Putting a dog to sleep is never easy. It is one of the toughest decisions one has to take as a pet parent. Pet owners toiling with this idea have queries regarding the actual process, which is given below.
Process of Putting a Dog to Sleep
Euthanasia is a very simple and pain-free process. You can take your dog to the vet's clinic and get it done. In case you want your dog to begin his final journey in his own home, you can even ask the veterinarian to visit. In most cases, the dog is given a shot of a sedative tranquilizer. This helps relax the dog and makes him unconscious. This is because like humans, animals too can sense an impending doom and may get scared or agitated. When they are unconscious, the process becomes easier for both owner and pet.
The dog is then given an overdose of barbiturate, generally to stop the heart and respiratory muscles.
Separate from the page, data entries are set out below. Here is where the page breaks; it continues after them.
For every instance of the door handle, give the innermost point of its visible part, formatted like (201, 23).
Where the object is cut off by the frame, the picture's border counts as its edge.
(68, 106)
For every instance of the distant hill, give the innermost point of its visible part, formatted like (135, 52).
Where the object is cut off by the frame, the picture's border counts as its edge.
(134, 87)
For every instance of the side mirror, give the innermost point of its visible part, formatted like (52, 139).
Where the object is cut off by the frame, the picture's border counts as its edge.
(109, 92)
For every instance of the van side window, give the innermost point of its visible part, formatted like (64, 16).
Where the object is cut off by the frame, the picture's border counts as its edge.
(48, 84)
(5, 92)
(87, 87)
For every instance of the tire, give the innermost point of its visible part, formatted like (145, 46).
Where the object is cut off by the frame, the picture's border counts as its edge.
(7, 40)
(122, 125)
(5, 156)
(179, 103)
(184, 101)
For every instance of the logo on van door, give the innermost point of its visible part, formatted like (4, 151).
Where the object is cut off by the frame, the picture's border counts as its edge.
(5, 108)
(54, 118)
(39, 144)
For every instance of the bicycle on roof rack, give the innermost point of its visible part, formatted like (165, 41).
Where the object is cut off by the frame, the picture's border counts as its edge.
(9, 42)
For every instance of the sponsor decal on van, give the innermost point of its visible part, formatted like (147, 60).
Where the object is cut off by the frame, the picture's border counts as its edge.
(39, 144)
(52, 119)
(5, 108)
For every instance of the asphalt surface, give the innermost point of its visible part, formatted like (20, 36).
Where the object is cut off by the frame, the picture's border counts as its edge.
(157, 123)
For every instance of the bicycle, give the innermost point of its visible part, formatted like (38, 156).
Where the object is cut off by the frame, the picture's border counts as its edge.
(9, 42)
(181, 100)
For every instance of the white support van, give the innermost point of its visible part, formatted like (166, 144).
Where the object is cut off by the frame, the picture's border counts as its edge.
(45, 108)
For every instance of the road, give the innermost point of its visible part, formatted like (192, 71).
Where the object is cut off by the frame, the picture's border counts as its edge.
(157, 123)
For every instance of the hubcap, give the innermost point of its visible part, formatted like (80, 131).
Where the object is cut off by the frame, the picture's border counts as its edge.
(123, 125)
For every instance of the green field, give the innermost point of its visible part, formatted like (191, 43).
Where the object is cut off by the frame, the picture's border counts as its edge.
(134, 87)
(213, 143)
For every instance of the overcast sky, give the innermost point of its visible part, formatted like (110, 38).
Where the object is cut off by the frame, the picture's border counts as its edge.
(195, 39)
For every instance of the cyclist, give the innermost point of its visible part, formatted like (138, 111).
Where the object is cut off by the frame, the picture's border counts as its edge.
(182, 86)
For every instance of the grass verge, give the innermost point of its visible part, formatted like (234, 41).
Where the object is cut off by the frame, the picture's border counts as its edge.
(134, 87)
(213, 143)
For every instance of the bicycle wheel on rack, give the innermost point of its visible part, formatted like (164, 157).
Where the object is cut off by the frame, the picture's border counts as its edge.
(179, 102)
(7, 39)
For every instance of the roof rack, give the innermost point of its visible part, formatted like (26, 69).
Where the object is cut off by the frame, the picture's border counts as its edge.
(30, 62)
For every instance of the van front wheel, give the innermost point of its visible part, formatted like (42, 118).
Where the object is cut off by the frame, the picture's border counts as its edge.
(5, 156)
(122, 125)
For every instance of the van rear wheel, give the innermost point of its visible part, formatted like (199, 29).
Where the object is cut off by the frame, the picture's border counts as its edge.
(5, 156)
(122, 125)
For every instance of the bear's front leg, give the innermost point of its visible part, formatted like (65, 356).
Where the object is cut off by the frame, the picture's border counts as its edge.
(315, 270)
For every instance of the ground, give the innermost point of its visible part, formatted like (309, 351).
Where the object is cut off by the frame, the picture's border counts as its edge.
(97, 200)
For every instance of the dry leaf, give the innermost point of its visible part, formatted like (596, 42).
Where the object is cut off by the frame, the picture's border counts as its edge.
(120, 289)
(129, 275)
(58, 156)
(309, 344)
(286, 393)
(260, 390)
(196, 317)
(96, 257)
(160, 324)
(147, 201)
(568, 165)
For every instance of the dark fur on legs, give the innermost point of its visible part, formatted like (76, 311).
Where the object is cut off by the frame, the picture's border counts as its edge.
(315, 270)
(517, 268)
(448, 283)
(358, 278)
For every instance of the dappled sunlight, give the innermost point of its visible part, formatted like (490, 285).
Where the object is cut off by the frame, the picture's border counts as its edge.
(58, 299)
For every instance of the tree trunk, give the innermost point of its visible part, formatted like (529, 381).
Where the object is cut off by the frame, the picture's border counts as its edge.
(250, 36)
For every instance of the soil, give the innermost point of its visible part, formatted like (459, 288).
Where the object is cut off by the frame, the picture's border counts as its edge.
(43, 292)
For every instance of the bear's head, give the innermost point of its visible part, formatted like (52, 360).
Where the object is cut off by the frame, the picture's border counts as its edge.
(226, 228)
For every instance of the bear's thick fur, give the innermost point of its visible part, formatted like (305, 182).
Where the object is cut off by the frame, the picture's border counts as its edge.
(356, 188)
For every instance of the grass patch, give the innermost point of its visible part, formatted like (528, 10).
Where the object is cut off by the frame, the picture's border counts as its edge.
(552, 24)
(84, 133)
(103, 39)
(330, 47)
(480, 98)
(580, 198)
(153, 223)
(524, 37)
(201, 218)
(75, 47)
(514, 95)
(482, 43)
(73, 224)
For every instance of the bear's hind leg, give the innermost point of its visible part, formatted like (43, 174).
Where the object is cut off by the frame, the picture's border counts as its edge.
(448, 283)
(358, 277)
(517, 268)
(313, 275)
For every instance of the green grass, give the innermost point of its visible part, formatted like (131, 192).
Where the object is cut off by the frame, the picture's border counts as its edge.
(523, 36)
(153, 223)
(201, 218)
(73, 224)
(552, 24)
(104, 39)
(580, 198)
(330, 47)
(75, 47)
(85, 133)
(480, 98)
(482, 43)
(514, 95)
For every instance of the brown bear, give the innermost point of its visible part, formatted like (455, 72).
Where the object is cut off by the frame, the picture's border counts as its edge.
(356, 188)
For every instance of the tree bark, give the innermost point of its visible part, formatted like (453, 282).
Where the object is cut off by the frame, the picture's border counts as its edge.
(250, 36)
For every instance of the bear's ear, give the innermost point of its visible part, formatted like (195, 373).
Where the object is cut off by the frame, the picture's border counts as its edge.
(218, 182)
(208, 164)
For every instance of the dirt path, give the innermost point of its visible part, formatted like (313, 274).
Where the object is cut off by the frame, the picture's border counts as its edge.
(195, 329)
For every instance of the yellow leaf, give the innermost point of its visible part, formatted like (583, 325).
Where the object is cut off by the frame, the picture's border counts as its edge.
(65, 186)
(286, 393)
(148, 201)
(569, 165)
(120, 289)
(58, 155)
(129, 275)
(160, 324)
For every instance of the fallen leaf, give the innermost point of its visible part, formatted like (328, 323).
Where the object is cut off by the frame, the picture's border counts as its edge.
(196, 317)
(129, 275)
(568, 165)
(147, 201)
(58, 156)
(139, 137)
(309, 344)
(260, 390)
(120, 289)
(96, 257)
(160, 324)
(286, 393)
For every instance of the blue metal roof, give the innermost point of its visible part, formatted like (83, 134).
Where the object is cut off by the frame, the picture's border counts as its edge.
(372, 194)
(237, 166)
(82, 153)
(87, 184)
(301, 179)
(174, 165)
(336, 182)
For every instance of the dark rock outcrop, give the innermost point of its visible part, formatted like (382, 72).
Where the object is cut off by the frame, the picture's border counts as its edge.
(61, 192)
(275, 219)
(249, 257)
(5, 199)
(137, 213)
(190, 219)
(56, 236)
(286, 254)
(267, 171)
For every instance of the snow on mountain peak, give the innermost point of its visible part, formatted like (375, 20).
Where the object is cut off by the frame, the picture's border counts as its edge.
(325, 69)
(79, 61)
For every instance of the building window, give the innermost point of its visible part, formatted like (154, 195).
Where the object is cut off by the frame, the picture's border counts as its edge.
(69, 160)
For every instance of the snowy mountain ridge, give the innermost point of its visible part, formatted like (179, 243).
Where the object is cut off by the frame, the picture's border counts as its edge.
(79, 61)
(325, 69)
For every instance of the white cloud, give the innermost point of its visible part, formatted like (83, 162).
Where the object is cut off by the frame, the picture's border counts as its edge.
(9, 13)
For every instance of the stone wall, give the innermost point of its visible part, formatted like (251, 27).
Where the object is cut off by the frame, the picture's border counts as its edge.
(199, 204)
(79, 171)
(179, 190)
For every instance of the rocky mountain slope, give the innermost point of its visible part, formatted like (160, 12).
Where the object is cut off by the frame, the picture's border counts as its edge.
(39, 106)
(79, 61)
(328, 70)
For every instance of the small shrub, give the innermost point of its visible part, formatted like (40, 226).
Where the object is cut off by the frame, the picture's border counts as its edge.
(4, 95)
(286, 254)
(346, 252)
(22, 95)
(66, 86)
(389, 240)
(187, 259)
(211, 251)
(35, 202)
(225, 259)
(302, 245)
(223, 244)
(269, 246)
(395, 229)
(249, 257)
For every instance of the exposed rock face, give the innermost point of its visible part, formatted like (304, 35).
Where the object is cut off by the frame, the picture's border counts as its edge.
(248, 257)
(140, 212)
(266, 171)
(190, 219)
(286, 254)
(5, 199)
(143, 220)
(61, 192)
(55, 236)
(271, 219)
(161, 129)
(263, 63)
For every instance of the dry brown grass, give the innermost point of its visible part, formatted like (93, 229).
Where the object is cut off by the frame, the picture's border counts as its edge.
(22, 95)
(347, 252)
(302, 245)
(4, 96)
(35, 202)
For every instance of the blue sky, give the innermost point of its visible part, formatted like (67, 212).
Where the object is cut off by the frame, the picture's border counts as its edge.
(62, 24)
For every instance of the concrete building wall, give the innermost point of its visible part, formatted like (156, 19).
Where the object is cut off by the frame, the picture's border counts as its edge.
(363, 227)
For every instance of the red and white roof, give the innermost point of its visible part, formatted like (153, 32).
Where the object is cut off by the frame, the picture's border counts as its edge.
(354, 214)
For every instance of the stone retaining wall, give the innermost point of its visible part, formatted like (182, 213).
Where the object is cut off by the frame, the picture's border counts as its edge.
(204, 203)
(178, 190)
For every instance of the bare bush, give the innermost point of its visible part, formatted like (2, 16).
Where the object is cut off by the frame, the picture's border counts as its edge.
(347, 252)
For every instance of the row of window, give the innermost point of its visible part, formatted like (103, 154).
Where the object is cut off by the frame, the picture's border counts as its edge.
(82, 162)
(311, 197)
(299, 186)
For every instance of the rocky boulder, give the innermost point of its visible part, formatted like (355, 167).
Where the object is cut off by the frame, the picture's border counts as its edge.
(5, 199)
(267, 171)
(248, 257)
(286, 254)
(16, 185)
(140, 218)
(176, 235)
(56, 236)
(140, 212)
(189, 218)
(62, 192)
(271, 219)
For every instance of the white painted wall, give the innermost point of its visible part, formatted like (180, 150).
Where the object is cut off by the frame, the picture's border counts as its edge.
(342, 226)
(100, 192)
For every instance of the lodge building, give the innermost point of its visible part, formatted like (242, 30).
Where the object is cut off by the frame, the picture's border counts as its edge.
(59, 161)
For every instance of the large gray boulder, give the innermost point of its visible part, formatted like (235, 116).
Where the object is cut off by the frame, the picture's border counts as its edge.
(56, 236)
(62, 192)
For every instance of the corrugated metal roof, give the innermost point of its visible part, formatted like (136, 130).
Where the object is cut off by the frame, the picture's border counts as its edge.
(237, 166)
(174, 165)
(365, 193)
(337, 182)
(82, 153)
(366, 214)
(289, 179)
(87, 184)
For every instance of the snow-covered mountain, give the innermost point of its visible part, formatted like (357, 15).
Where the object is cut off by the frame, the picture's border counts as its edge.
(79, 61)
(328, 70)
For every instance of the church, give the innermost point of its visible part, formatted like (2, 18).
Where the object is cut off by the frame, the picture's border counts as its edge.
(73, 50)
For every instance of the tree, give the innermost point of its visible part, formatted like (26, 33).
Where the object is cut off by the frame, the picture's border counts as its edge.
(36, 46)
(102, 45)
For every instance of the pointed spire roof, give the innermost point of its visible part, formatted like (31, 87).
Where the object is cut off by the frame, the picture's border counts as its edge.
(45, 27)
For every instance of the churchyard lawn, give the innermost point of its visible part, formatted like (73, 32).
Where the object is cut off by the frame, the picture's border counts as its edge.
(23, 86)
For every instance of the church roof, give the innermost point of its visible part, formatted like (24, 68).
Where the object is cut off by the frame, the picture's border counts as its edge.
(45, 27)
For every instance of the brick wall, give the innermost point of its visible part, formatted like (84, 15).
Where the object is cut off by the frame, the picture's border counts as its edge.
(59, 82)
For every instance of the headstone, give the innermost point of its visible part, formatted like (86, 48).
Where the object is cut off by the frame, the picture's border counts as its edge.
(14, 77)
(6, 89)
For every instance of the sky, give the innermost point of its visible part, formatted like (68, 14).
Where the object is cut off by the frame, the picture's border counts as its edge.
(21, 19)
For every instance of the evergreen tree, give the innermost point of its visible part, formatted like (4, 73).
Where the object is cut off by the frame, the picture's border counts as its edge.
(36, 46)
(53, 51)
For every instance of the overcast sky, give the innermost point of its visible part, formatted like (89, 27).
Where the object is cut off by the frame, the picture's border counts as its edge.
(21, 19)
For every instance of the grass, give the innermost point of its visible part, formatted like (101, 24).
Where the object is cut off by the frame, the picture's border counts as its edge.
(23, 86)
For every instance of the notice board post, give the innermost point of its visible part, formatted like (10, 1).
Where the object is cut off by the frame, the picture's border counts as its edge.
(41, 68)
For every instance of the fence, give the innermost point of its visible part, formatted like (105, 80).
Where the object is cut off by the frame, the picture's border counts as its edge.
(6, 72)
This can be either given by an IV catheter or an injection. You will find some of the muscles twitching, or the dog gasping or passing urine or stools. This is all part of the process and you do not have to worry. The brain is dead within a few seconds and the dog doesn't feel a thing. The muscle twitches and gasping do not indicate suffering or pain. It just shows that gradually, all the body processes are shutting down one by one. You need to stay calm and collected. It may be very difficult to watch your dog go, but you have made the right choice.
Cost of Dog Euthanasia
When you weigh it in terms of emotions, the cost is way beyond expensive. However, in terms of money, the injection overdose costs around $40 to $50. You also have to take into consideration the doctor's charges that may be about $150 to $250 on an average. If you call over the veterinarian for a home visit, the charges may be a bit higher. You will also have to consider the cost of burial, that may be a bit higher than the vet's fees. So, the average cost may be between $250 to $450 depending on the veterinarian and your requirements.
Dealing with The Grief
Dealing with a pet's death is the hardest part of owning one. You need to sit down with your family and take a unanimous decision of euthanasia. Children may find it very difficult to understand why they have to let go of their companion. Speak to them and allow them to spend as much time as they want with the dog. Take the decision only when the dog is very old, or ridden with a painful disease like cancer, kidney failure, paralysis, etc. Mentally prepare yourself that this is the right decision to take.
Many pet owners who can no longer afford the expensive treatment can also think about euthanasia. This is a right decision, especially if your dog is suffering from a life terminating disease. If you cannot be brave enough, ask a family friend or neighbor to go over to the vet and get the process completed. Hold your dog close to you when the vet is preparing him for the injection. Talk to him, calm him down, and let him know how much you love him.
Once the process is complete, overcome your grief. Understand that it was best for your dog. Remember all the happy memories you shared with your pet. Give him a decent burial or last rites. He deserves the best for being such a faithful companion and friend to you all his life.